I interpret your question in the following way:
Question. If $p$ is a prime, $R$ has characteristic $p$, $M$ is a submodule of $R^n$ and $\phi \colon R^n \to R^n$ is an automorphism of $R^n$, then $\phi(M^{[p]}) = \phi(M)^{[p]}$?

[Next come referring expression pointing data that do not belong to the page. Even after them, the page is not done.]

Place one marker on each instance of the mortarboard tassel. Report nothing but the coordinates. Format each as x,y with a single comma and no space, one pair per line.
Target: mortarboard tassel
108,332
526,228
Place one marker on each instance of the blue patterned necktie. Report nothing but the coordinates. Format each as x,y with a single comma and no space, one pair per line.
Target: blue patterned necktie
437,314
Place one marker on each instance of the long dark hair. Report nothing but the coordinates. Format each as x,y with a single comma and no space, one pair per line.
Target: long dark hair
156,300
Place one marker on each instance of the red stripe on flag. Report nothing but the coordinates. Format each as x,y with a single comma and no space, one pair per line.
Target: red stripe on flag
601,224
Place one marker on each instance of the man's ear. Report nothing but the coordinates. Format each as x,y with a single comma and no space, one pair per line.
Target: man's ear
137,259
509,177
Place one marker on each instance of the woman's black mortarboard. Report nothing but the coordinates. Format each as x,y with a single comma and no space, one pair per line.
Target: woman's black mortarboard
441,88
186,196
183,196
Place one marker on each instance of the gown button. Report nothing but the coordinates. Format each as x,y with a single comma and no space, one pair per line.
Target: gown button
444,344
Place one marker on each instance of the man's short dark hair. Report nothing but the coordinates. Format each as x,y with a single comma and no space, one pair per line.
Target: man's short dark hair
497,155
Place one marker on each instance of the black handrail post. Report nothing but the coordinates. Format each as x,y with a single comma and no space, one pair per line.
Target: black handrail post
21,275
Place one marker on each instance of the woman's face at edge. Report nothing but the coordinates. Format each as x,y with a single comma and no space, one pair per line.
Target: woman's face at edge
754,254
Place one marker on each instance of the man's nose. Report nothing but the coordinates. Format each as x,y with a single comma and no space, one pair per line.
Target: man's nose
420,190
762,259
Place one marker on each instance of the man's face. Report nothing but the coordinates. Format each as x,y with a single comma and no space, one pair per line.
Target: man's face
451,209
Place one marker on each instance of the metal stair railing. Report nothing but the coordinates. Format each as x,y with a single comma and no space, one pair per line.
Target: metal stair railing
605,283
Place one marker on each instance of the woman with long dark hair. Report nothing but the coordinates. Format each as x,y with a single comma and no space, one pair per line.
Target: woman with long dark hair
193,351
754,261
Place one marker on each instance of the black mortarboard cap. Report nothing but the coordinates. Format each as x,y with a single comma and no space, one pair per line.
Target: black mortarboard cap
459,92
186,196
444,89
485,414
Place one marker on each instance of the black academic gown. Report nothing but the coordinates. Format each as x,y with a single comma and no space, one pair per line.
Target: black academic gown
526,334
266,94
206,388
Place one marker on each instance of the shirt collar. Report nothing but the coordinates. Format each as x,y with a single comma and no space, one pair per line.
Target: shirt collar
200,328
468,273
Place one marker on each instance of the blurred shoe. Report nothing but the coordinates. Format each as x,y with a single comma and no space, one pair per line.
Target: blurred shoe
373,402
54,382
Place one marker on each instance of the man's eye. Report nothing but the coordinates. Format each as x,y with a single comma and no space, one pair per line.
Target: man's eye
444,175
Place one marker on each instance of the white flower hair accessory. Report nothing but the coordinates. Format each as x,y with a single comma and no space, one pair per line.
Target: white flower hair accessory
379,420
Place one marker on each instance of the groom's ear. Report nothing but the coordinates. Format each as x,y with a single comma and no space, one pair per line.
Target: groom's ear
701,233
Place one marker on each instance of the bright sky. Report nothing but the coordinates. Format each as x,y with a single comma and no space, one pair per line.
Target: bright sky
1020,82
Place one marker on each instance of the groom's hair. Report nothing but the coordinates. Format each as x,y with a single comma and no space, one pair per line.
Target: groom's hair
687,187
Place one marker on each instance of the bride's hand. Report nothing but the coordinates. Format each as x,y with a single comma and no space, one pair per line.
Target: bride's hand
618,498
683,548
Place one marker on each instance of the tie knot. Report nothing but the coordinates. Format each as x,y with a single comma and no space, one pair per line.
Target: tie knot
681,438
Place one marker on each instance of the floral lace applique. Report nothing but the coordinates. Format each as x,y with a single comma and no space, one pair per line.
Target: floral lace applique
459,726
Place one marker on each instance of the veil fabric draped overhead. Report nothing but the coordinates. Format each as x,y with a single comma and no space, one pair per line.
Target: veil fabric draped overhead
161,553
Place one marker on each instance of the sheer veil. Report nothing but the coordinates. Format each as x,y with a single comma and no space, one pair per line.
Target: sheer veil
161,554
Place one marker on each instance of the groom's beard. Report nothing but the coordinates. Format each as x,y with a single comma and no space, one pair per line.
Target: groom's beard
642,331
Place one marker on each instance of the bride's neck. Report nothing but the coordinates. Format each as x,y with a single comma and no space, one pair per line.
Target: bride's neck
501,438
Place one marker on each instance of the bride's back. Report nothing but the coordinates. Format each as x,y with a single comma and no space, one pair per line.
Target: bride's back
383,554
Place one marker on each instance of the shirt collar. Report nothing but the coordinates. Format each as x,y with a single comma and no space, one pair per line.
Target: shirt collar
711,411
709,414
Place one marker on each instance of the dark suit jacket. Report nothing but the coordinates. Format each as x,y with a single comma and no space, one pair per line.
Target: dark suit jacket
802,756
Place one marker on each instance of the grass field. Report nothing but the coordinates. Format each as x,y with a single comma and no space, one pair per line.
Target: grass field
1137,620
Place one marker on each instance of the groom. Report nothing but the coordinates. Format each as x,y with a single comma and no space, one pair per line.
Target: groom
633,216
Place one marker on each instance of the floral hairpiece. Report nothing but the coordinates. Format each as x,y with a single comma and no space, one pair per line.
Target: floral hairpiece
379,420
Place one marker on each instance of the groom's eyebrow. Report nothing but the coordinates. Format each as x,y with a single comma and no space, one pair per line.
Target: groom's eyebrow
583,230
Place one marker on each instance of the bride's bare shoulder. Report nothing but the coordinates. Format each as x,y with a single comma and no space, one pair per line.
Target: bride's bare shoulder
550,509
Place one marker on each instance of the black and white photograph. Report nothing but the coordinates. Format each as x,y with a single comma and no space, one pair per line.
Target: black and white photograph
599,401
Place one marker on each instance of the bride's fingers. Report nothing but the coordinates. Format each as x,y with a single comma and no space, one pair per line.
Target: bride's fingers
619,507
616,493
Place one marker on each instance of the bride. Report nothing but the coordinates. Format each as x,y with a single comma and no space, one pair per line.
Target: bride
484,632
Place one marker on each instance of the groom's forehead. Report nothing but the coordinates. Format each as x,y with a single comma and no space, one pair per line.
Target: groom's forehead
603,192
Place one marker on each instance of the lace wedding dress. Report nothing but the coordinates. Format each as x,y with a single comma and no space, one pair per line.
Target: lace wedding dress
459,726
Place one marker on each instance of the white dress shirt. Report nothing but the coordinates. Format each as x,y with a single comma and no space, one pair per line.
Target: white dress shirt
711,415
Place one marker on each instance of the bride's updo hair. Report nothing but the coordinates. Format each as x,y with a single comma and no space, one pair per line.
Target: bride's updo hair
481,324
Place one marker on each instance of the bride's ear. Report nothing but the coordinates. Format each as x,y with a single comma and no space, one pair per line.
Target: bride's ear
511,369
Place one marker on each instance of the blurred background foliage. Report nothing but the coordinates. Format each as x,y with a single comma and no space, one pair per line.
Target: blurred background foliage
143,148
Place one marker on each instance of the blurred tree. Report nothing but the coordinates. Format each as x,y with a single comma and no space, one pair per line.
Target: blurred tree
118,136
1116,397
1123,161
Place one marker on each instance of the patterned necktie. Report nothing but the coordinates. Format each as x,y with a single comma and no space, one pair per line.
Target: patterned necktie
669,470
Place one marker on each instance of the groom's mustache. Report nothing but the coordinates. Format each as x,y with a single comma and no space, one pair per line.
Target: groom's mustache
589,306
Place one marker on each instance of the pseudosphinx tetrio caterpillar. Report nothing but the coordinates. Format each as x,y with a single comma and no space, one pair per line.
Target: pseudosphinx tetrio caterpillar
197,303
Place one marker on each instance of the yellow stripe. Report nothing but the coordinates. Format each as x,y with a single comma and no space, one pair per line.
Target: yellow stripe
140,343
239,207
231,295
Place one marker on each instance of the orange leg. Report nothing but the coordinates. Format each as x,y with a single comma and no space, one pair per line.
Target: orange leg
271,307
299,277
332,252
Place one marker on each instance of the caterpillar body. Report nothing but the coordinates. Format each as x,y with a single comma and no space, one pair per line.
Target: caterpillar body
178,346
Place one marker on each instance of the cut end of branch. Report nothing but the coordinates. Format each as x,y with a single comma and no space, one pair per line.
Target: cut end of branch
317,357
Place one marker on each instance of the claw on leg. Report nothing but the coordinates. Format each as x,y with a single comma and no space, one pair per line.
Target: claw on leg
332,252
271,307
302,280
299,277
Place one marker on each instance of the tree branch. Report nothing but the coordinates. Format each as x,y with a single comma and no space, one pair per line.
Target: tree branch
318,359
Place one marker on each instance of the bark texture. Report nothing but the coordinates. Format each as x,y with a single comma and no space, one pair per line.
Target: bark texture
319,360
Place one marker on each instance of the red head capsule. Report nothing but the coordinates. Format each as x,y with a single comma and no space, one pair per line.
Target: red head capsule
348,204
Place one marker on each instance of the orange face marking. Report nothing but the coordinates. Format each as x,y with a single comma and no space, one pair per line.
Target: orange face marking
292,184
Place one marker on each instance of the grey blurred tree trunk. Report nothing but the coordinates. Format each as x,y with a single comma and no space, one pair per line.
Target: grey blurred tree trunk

If $n = 1$, the answer is yes. A submodule of $R$ is an ideal $I$ of $R$ and an automorphism $\phi$ of $R$ is simply the multiplication by an invertible element $\mu$ of $R$. We have $ \phi(I^{[p]}) = \mu I^{[p]} = I^{[p]} = \mu^p I^{[p]} = \langle \mu^p a^p \mid a \in I \rangle = (\mu I)^{[p]} = \phi(I)^{[p]}. $
If $n \geq 2$, the answer is no. Consider the submodule $M$ of $R^2$ generated by $(0,1)$ and consider the automorphism $\phi$ of $R^2$ given by the matrix $ \phi = \begin{pmatrix} 1 & t \\ 0 & 1 \end{pmatrix}, $ where $t \in R$ is an element such that $t^p \neq t$ (for example you can pick $R = \mathbb{F}_p[t]$). Now we have: $ \phi(M^{[p]}) = R \begin{pmatrix} t \\ 1 \end{pmatrix} $ $ \phi(M)^{[p]} = R \begin{pmatrix} t^p \\ 1 \end{pmatrix}. $ (Note that we haven't used the fact that $p$ is prime.)